(LEAD) U.S. pledges to put unrelenting pressure on N. Korea after missile launches
(ATTN: UPDATES with White House comments in last 3 paras)
By Chang Jae-soon
WASHINGTON, July 19 (Yonhap) -- The United States pledged Tuesday to put unrelenting pressure on the "leadership of North Korea" after the communist nation carried out banned ballistic missile launches in defiance of international pressure.
The North fired the three missiles -- two of them short-range Scud and the third an intermediate-range Rodong -- earlier Tuesday in what was seen as a show of force against the planned deployment in South Korea of the U.S. THAAD missile defense system.
"This is just another in a series of provocations that raises the concerns of the international community and frankly only strengthens our resolve to continue to put pressure on the leadership of North Korea to suspend all activities related to its ballistic missile program," State Department spokesman Mark Toner said at a regular briefing.
"We're going to keep the pressure on. We've got a strong sanctions regime that we strengthened even further recently after missile tests and nuclear tests. And we're going to continue to apply pressure and we're going to continue to call on North Korea to stop its provocative actions and respond to the international community's concerns," he said.
Toner also stressed the importance of fully carrying out existing sanctions.
"We're always looking at ways we can continue to apply pressure and what we talked about frankly is the sanctions are pretty severe right now. What matters is how we enforce those sanctions and that actually involves better coordination among all the countries in the region and that includes China," he said.
The U.S. has sought to increase pressure on the North, leading the U.N. Security Council to adopt the toughest sanctions ever on Pyongyang and enacting its own unilateral sanctions on the communist nation in the wake of the North's fourth nuclear test in January and a long-range rocket launch the following month.
Last month, the U.S. Treasury Department also designated the North as a "primary money laundering concern," a powerful sanction designed to cut off the provocative regime from the international banking system for defiantly pursuing nuclear and missile development.
And earlier this month, the U.S. also imposed first-ever sanctions on North Korean leader Kim Jong-un for his roles in the country's human rights abuses. Pyongyang has protested the blacklisting, denouncing it as a declaration of war and vowing to cut off the only diplomatic channel via its mission to the United Nations.
The North has also protested a joint decision by Seoul and Washington to deploy a Terminal High Altitude Area Defense (THAAD) battery in the South, claiming it's part of a plot to invade the country and threatening to take "physical" counteractions against it.

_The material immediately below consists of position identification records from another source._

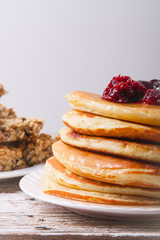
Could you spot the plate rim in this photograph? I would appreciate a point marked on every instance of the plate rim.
(84, 206)
(19, 172)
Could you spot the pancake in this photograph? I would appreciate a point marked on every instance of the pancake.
(50, 186)
(134, 112)
(91, 124)
(65, 177)
(139, 151)
(107, 168)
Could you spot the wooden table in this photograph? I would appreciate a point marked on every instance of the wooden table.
(22, 217)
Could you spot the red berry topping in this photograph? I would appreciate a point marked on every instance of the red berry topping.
(123, 89)
(152, 96)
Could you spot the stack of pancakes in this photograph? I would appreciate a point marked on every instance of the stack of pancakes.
(108, 153)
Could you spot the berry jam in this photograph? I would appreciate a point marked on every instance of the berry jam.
(122, 89)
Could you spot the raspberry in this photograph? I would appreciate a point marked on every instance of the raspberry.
(123, 89)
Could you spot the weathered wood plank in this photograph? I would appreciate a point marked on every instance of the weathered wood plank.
(22, 217)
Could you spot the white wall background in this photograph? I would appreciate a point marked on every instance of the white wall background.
(52, 47)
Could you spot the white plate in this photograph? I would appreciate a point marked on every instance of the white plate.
(20, 172)
(30, 185)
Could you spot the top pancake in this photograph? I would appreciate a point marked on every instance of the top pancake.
(133, 112)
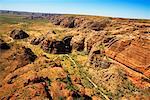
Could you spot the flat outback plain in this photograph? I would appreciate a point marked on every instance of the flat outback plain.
(73, 57)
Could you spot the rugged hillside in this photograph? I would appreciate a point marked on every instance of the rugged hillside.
(74, 57)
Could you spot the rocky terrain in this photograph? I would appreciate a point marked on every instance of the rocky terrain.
(74, 57)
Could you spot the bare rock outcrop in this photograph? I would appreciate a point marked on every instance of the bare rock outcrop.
(18, 34)
(37, 41)
(3, 45)
(132, 53)
(77, 43)
(57, 47)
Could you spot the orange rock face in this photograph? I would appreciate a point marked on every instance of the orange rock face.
(132, 53)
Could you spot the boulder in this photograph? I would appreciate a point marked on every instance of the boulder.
(18, 34)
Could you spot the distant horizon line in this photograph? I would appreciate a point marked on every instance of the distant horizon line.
(71, 14)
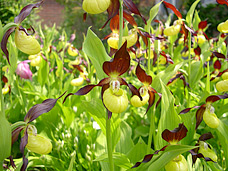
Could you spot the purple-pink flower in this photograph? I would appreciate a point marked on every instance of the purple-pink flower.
(23, 70)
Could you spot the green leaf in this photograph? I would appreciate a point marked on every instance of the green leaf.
(95, 50)
(119, 159)
(137, 152)
(165, 75)
(153, 12)
(190, 13)
(162, 158)
(196, 73)
(169, 118)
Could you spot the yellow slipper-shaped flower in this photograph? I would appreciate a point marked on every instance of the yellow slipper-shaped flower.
(115, 102)
(96, 6)
(38, 144)
(25, 43)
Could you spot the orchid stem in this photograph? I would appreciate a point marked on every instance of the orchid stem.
(120, 23)
(189, 67)
(109, 142)
(151, 130)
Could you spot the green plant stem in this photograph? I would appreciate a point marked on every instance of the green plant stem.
(152, 124)
(120, 23)
(189, 67)
(2, 113)
(1, 165)
(208, 78)
(109, 142)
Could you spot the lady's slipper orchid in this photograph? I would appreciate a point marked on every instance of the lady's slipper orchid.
(23, 70)
(37, 143)
(223, 27)
(72, 51)
(111, 90)
(172, 137)
(26, 43)
(222, 86)
(95, 6)
(35, 60)
(206, 111)
(146, 91)
(23, 40)
(31, 139)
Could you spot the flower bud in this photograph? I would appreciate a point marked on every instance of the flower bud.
(211, 119)
(115, 102)
(222, 86)
(179, 163)
(38, 144)
(77, 81)
(23, 70)
(96, 6)
(26, 44)
(206, 151)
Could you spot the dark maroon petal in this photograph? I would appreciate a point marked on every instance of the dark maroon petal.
(15, 134)
(175, 135)
(39, 109)
(148, 157)
(217, 65)
(197, 51)
(24, 141)
(114, 23)
(199, 115)
(112, 10)
(214, 98)
(120, 63)
(25, 164)
(151, 99)
(222, 2)
(173, 8)
(84, 16)
(26, 11)
(202, 24)
(219, 55)
(206, 136)
(133, 8)
(142, 75)
(188, 109)
(4, 42)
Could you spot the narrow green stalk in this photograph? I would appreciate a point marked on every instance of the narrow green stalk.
(109, 142)
(1, 165)
(189, 67)
(2, 113)
(152, 128)
(120, 23)
(208, 78)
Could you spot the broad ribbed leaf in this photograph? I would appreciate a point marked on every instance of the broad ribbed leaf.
(26, 11)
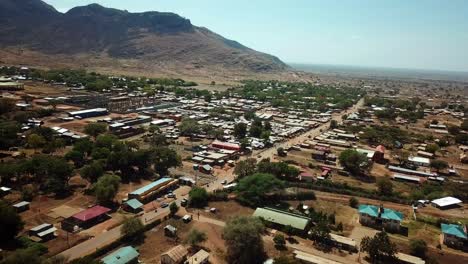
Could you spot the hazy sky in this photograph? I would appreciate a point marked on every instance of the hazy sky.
(421, 34)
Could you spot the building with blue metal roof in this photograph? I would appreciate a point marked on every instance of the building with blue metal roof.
(133, 205)
(454, 235)
(371, 215)
(124, 255)
(157, 187)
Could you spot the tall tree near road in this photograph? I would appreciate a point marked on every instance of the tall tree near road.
(243, 236)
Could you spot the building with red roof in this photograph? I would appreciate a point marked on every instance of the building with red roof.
(86, 218)
(379, 155)
(225, 145)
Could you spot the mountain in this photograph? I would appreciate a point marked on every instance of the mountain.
(95, 34)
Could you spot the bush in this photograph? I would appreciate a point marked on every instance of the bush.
(418, 247)
(280, 241)
(198, 197)
(353, 202)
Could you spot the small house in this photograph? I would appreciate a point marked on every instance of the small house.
(371, 215)
(454, 235)
(379, 155)
(279, 219)
(124, 255)
(170, 231)
(43, 232)
(4, 191)
(201, 257)
(420, 161)
(175, 255)
(133, 206)
(306, 176)
(21, 206)
(446, 202)
(86, 218)
(318, 155)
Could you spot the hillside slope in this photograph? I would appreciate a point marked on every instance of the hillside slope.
(94, 35)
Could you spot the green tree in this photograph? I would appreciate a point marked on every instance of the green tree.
(354, 162)
(245, 168)
(418, 247)
(189, 127)
(285, 260)
(240, 130)
(439, 164)
(256, 128)
(173, 208)
(6, 105)
(198, 197)
(379, 247)
(281, 152)
(353, 202)
(464, 125)
(10, 222)
(106, 188)
(35, 141)
(320, 233)
(93, 171)
(254, 190)
(165, 158)
(132, 228)
(432, 148)
(195, 238)
(243, 236)
(385, 186)
(280, 241)
(95, 129)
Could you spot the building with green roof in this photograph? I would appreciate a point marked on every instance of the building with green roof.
(124, 255)
(371, 215)
(454, 235)
(281, 218)
(133, 205)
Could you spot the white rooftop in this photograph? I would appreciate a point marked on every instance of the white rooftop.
(446, 201)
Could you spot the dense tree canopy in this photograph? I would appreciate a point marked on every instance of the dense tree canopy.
(379, 247)
(354, 162)
(198, 197)
(243, 236)
(106, 188)
(10, 222)
(255, 189)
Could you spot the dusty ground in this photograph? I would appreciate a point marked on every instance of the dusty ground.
(226, 210)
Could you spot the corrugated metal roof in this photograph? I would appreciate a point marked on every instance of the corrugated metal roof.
(455, 230)
(150, 186)
(282, 217)
(121, 256)
(91, 213)
(134, 203)
(177, 254)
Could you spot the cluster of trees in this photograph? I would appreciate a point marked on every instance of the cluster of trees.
(379, 248)
(281, 170)
(107, 153)
(411, 110)
(243, 236)
(11, 120)
(48, 173)
(457, 133)
(354, 162)
(300, 95)
(94, 81)
(258, 183)
(198, 197)
(190, 128)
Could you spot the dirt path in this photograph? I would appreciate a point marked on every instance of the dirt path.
(429, 210)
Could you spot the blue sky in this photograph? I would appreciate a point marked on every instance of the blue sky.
(416, 34)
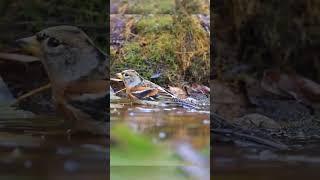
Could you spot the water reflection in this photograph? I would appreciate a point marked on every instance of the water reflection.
(51, 154)
(168, 125)
(184, 132)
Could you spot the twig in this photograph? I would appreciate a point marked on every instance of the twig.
(258, 140)
(18, 57)
(31, 93)
(120, 90)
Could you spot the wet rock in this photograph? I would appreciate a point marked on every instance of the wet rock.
(5, 94)
(226, 102)
(291, 85)
(257, 121)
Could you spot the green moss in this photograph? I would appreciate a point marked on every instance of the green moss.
(160, 45)
(150, 6)
(154, 24)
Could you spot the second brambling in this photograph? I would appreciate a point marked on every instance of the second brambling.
(78, 73)
(138, 88)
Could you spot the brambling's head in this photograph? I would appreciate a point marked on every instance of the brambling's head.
(67, 53)
(130, 78)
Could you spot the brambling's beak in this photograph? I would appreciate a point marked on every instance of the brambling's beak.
(29, 45)
(119, 75)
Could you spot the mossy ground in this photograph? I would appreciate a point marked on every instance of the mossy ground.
(174, 45)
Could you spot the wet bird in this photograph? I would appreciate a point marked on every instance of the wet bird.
(78, 73)
(138, 88)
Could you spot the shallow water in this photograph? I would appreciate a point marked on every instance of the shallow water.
(33, 149)
(183, 131)
(232, 162)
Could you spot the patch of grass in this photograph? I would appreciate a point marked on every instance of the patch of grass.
(174, 45)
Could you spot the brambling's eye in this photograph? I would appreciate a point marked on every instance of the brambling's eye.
(41, 36)
(52, 42)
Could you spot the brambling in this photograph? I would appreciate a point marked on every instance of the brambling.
(138, 88)
(78, 73)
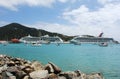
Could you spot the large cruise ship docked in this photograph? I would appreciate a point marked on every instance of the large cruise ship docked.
(91, 39)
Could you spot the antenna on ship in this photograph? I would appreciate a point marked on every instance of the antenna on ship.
(101, 34)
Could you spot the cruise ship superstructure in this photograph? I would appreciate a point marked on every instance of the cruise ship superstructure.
(42, 39)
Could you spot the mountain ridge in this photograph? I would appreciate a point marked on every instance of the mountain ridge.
(16, 30)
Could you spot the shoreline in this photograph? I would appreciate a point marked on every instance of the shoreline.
(18, 68)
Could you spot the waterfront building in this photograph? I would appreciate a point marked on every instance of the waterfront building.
(91, 39)
(42, 39)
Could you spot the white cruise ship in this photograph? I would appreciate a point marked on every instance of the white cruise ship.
(42, 39)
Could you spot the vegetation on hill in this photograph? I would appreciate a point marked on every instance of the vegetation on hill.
(15, 30)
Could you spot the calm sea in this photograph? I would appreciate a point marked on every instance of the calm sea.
(86, 57)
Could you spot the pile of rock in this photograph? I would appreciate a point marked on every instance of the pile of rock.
(17, 68)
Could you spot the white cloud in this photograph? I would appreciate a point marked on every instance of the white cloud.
(2, 23)
(63, 1)
(12, 4)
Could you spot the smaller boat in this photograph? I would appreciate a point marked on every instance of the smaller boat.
(36, 44)
(103, 44)
(15, 40)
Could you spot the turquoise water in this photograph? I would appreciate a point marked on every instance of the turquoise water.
(86, 57)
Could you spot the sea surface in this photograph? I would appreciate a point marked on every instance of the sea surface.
(85, 57)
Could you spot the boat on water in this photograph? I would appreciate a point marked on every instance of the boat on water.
(103, 44)
(91, 39)
(36, 44)
(15, 40)
(42, 40)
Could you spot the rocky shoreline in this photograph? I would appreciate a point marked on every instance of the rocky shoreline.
(17, 68)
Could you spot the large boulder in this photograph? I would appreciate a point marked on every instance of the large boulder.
(37, 66)
(95, 76)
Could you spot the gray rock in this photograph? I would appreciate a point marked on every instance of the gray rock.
(37, 66)
(95, 76)
(73, 75)
(52, 68)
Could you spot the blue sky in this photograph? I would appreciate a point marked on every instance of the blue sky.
(69, 17)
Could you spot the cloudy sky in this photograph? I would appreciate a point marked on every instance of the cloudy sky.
(70, 17)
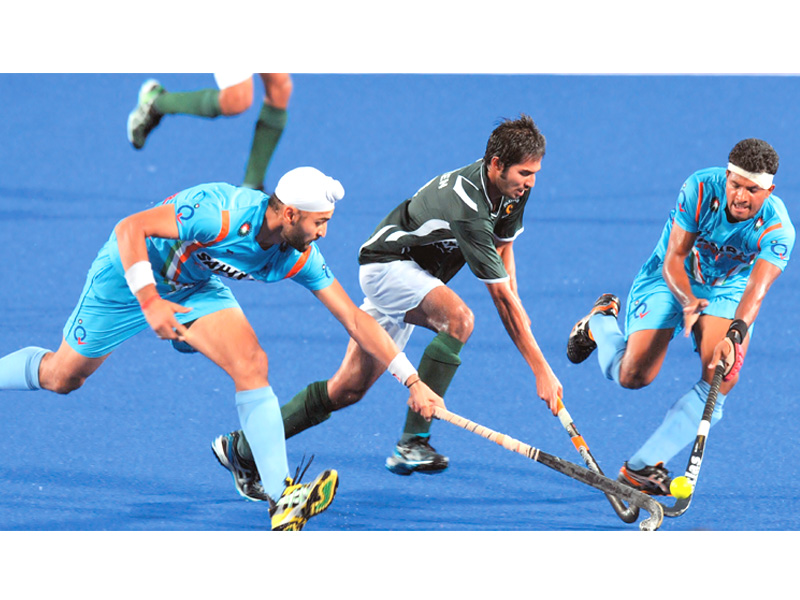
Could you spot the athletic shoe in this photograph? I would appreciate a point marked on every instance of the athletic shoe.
(581, 343)
(416, 454)
(299, 502)
(650, 480)
(245, 474)
(144, 118)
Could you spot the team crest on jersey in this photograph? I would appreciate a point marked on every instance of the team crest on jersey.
(185, 212)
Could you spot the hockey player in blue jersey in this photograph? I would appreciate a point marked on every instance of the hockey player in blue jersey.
(724, 244)
(161, 269)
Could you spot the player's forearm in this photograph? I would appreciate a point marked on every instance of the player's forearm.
(677, 280)
(761, 279)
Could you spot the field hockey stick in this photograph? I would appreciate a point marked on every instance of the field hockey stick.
(696, 458)
(628, 514)
(600, 482)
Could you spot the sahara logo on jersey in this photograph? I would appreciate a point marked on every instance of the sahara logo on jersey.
(779, 250)
(728, 252)
(220, 268)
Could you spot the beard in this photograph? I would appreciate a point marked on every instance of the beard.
(297, 240)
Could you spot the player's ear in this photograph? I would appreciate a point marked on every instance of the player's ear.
(497, 163)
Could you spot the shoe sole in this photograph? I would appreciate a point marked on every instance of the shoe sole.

White House press secretary Josh Earnest said the U.S. has been working effectively with its partners in the region to apply significant pressure to the North. Though the pressure has not led to the North making a strategic decision, it has deepened Pyongyang's isolation, he said.
"What is clear is that North Korea is isolated like never before. The international community is united like never before. Hopefully, that will lead to a situation where North Korea makes a strategic decision to come out of the shadows of the international community and try to rejoin international community," Earnest said.
"But before we can do that, they're going to have to make a clear commitment to ending these kinds of provocations and abiding by the U.N. Security Council Resolutions that govern both their nuclear weapons program and their ballistic missile program," he said.